[ CULTURE-LOISIR ] Rencontres photo d'Arles : un regard inédit sur l'horizon des victimes de la folie nazie

24 août 2021 à 11h40 par sarah Rios

[ CULTURE ]Rencontres photo d'Arles : un regard inédit sur l'horizon des victimes de la folie nazie
Crédit: Valérie Farine
"C'est un projet qui questionne la fragilité de la mémoire et du souvenir". À l'heure où certains n'ont aucun scrupule à arborer une étoile jaune pour dénoncer les dérives de la politique sanitaire du gouvernement face à la pandémie du Covid-19, Aurélie de Lanlay a trouvé les mots justes pour présenter l'exposition d'Anton Kusters. Présenté au cloître de Saint-Trophime, le travail de ce photographe belge est en effet un salutaire retour à la réalité historique au moment où chacun croit détenir la vérité, du moment qu'elle l'arrange. "C'est aussi un travail sur le temps long, poursuit la directrice adjointe des Rencontres de la photo, Anton Kusters a exploré le IIIe Reich pendant six années, il a visité les 1078 camps officiellement recensés."

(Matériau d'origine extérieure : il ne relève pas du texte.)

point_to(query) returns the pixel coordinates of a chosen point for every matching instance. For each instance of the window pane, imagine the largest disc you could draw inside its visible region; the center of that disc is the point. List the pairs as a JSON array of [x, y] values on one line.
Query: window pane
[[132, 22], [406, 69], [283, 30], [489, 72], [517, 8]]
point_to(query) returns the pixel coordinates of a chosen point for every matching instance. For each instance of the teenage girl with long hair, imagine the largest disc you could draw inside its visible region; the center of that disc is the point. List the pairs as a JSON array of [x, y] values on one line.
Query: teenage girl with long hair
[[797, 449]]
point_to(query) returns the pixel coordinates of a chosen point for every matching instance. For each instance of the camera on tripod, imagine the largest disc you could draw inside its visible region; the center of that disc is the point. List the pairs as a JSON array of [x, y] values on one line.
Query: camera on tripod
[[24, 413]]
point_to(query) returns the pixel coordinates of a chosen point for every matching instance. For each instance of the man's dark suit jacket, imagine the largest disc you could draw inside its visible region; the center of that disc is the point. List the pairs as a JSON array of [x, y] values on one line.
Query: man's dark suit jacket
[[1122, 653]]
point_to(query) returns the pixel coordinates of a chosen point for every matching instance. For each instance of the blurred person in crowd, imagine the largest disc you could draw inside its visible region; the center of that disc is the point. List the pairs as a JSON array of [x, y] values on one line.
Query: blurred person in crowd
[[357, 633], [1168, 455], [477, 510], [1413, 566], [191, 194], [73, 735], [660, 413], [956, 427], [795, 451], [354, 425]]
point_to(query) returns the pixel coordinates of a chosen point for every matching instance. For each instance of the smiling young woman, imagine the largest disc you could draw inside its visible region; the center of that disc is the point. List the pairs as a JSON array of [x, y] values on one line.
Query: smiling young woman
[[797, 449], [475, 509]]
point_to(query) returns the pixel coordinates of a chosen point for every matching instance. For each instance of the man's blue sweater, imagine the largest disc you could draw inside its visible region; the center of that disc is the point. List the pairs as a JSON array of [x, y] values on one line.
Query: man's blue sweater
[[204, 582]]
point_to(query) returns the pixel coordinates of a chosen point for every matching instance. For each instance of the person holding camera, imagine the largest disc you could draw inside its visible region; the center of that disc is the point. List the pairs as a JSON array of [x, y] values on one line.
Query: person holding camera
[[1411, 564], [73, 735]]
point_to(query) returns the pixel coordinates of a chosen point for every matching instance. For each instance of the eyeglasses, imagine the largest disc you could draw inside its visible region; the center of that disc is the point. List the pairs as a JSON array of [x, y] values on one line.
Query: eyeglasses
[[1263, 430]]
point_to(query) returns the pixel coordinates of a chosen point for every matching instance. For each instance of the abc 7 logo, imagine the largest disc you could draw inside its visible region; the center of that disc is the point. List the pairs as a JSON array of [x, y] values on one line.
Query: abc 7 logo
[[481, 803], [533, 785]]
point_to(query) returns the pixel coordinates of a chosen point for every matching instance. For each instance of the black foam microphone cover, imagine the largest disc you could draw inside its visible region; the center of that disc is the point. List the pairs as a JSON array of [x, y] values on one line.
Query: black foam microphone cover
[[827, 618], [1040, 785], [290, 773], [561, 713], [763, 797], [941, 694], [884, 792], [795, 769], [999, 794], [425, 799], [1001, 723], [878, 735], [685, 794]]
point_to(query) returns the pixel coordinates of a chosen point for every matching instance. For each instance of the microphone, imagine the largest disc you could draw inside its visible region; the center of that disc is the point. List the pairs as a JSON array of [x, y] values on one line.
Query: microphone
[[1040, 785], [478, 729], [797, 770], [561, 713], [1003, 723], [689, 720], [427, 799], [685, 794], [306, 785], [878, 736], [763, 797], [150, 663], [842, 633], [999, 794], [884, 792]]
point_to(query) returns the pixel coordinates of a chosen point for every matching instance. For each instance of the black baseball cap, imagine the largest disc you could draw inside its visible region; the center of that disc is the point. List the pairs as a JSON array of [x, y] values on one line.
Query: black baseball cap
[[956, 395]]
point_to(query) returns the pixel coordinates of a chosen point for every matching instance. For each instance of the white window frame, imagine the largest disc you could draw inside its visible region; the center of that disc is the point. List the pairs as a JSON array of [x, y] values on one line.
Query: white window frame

De ses excursions en territoires morbides, Anton Kusters a ramené, à chacune de ses haltes, un Polaroid du ciel, tout bleu de préférence. Histoire de voir ce que les victimes de l'abjection nazie ont pu voir une dernière fois, peut-être, avant de rejoindre le néant. Le photographe a entrepris cette aventure en hommage à son grand-père, ni juif ni résistant, mais pourtant traqué et débusqué par les Nazis. "Pourquoi sont-ils venus le chercher ?", s'interroge l'artiste, qui s'estime redevable : "S'il avait été déporté, je n'existerai pas", témoigne Anton Kusters.

Au départ, ce dernier croyait que le nombre de camps nazis se limitait à "vingt-trois". "C'est à Auschwitz, le premier que j'ai visité, que j'ai appris qu'il y en avait en fait plus d'un millier". Une révélation qui bouleverse ce diplômé en sciences politiques, qui culpabilise de son ignorance : "Il m'a fallu cinq ans sur Google Maps pour les localiser tous !". Une fois la recherche terminée, le plus dur restait à venir : immortaliser un ciel le plus pur possible. "Ce fut la partie la plus difficile", confirme le photographe, qui s'est confronté à la météo parfois austère de l'Europe centrale.

Alors, sur les 77 rangées de 14 clichés rassemblées sur la longue table qui sert de support à l'exposition, les nuages ne sont pas absents. Mais là n'est pas l'essentiel. "Les premiers Polaroid que j'ai pris commencent à s'effacer, invite à constater Anton Kusters. Et c'est ce qui est important dans mon projet. Cela souligne l'inéluctabilité de l'effacement de notre mémoire collective". Au bout de la grande table, le musicien néerlandais Ruben Samama a accroché une installation phonique. Des chiffres rouges sur un écran noir et des sons. "Avec ces sons, on donne une voix à chaque victime de ces camps identifiée sur treize années", explique ce dernier. Une précision qui se retrouve sur les photos de son compère, sur lesquelles figurent la localisation GPS et le nombre de victimes de chaque camp.